I had to walk around for some time with a cast and a sling on my arm. It swelled a lot so I often had to put ice bags on it.  Aside from coping with all of the pain and impaired function, I couldn’t hide my arm anymore. Now when people on the street saw me, they often assumed I had an amputation and had a whole range of reactions to that!

I decided against getting an elbow replacement and after the cast came off I threw myself into physical therapy.  It seemed like all of the life was gone from my arm.  It was skinny, stuck in a 90 degree angle and stiff as a board. The therapist measured the angle of my elbow and showed me how to exercise my arm, trying to get even the smallest movement.  When my insurance company stopped paying for physical therapy I still couldn’t move my elbow. I was unable to accept this, but saw no more help coming from this corner.

I found out that I love this body part of mine, every bit as much as I love myself and I was not willing to give up on it.  I searched and found alternative healers who did energy work on my arm and showed me how to do meditations with guided imagery.  I worked tirelessly on this.  Every day for about a year, I did deep meditations, sending love to this limb.  I combined this with some of the exercises I learned in PT and exercised my arm every day. It got stronger and I started developing a range of motion and regaining function.

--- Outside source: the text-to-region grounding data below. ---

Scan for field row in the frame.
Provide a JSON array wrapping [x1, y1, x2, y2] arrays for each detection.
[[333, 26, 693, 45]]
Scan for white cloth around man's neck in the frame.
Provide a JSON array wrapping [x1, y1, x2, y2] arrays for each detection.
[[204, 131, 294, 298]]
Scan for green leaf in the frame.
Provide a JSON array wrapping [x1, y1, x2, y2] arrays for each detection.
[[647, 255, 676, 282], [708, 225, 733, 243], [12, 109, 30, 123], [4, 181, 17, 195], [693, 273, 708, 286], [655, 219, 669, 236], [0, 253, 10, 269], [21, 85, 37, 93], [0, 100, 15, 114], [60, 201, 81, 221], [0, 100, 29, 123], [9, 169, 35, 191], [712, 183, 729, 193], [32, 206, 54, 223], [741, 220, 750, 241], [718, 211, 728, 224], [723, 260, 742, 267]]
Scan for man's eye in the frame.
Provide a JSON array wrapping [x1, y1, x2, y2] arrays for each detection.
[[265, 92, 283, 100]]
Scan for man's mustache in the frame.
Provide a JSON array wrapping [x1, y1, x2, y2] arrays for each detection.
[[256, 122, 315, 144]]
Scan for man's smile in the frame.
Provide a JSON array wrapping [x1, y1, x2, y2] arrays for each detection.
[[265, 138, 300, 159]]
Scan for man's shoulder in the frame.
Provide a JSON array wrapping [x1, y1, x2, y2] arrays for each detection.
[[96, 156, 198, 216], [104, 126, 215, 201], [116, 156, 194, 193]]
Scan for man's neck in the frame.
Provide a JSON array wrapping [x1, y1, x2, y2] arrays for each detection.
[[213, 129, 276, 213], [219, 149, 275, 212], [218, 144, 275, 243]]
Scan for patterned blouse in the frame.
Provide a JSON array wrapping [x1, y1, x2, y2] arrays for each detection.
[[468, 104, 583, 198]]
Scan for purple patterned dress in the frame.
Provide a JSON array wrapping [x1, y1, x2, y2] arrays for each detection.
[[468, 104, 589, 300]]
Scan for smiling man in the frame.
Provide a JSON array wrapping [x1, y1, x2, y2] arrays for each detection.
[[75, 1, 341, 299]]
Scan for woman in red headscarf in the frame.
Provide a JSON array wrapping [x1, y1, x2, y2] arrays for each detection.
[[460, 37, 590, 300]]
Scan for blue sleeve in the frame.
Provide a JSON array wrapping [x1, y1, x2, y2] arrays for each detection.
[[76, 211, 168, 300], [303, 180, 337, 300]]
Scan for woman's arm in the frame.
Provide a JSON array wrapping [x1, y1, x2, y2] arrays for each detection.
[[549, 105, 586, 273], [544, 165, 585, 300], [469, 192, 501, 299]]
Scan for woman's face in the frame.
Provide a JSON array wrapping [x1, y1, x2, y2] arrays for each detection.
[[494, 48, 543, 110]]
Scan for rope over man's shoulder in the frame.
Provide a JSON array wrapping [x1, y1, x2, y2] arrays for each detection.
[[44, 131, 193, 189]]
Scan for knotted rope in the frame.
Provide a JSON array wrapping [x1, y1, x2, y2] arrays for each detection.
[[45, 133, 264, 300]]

After about two years of intensive work, I got my arm back, very close to where it was before I fell. I do not (yet!) have the full range of motion that I had, but I have a lot and my arm is strong again.  I do everything I did before.

As a result of all of the inner work I did through deep meditation, I came to feel and see myself from a different perspective. I came to know myself as the being that I am, not the body. While I have a body, it is not who I am.  I now know that who I really am is whole and complete, with nothing left out. The physical aspects of my life are just that, physical. Window dressing. This shifted my perspective in many ways. I haven’t wanted to ignore my arm or concern myself very much with what other people are thinking since.